TV News

Kristen Wiig, Will Ferrell, and Jimmy Fallon Just Made Something Even Dumber Than the "Imagine" Video

It's called The Longest Days of Our Lives, and it's amazing

When Gal Gadot posted a collaborative version of John Lennon's "Imagine" last month, it seemed like the dumbest thing that any of the celebrities involved had ever done.

But now, Kristen Wiig, Will Ferrell, and Jimmy Fallon—who all contributed to Gadot's video—have teamed up to make something even dumber, and it is glorious.

The Longest Days of Our Lives is a social distancing soap opera that took over The Tonight Show on Wednesday, with all the mainstays of daytime television drama reimagined for a group video chat. With Fallon playing the protagonist, Winston—who suffers from on-again off-again amnesia as a result of "a mysterious canoeing accident"—Ferrell and Wiig each took on multiple characters who revealed various shocking secrets to a recurrent chorus of gasping.
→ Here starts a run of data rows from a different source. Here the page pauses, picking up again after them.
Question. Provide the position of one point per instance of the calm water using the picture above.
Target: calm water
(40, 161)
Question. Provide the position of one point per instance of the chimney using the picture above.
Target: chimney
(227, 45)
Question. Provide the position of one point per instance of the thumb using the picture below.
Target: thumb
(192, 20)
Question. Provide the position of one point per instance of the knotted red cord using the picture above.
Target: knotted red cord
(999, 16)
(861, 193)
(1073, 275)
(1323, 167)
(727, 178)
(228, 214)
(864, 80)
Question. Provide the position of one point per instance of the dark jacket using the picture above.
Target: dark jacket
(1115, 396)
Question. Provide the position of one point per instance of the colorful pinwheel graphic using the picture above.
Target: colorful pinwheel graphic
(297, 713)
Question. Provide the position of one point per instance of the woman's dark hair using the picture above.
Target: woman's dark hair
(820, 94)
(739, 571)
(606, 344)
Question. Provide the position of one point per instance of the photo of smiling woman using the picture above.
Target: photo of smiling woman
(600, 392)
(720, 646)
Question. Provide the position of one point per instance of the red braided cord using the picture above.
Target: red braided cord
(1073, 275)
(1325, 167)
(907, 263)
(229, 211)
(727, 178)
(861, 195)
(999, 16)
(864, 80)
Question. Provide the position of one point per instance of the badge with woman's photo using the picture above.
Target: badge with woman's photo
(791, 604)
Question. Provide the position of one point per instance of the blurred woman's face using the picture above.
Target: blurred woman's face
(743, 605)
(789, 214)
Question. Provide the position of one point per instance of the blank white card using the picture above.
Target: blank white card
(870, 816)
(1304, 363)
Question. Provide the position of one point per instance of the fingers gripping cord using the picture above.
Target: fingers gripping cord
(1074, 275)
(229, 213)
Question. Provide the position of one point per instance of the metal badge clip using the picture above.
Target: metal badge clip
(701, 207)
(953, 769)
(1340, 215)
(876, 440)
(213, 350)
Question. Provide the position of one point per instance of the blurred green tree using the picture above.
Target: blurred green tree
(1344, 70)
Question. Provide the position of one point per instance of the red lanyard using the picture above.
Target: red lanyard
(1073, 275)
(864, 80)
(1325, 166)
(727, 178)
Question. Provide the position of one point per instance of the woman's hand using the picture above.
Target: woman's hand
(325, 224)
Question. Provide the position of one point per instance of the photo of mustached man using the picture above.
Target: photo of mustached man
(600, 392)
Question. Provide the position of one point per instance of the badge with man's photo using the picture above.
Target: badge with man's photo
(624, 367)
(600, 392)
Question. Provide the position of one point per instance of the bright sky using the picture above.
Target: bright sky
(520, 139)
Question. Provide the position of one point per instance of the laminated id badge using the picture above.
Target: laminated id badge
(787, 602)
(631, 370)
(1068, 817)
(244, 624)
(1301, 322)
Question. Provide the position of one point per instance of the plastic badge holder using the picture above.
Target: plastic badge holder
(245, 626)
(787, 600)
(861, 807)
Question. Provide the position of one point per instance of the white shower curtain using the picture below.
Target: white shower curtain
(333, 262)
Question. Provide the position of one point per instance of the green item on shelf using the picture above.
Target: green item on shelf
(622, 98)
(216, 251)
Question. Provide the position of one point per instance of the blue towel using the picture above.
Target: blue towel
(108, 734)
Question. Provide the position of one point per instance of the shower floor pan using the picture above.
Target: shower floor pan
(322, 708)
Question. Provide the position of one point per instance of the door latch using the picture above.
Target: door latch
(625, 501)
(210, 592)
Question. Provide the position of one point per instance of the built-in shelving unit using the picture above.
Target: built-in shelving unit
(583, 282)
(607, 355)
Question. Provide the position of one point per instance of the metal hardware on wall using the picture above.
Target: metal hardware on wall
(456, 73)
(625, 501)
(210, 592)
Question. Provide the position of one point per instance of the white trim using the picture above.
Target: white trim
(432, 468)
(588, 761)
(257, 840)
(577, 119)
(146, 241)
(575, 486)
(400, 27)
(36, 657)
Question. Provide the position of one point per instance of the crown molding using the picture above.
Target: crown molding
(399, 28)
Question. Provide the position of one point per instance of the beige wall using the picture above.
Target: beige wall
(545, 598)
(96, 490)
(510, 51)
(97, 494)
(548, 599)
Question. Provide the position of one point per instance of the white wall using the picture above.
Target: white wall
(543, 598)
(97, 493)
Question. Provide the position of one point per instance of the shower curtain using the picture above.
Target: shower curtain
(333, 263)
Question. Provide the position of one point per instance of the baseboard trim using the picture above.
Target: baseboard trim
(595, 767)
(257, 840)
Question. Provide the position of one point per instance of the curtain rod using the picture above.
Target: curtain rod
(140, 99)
Ferrell's range is particularly impressive, ducking out of frame to don or doff a fake mustache, a cowboy hat, and a scarf to represent each of Winston's identical triplet brothers in turn—with varyingly offensive accents. As Ferrell's cowboy character succinctly puts it: "I'm Fontaine, your other other brother. We have the same mother. We're evil twins of each other, and I'm your lover's lover."

Wiig, meanwhile, initially portrays Winston's lover Vanessa, who had a socially distant affair with Fontaine "through, like, Skype or something"—the revelation of which insights a vigorous video chat slapfight. But Vanessa is then transformed, through a wig and a wardrobe change, to become Melinda Charmin, who is simultaneously "the heiress to the Charmin toilet paper fortune," "Vanessa's estranged mother," and "the daughter of all of you."

Needless to say, the whole spectacle is so stupid that all three of the participants can barely keep straight faces, and neither can we. It's a refreshing bit of absurd comic relief that successfully takes the edge off the general sense of a global crisis, and much more the kind of stupidity that people need right now—as opposed to a (literally and figuratively) tone-deaf version of a classic song.

Will Ferrell and Kristen Wiig are officially absolved—the other "Imagine" celebrities still have some work to do.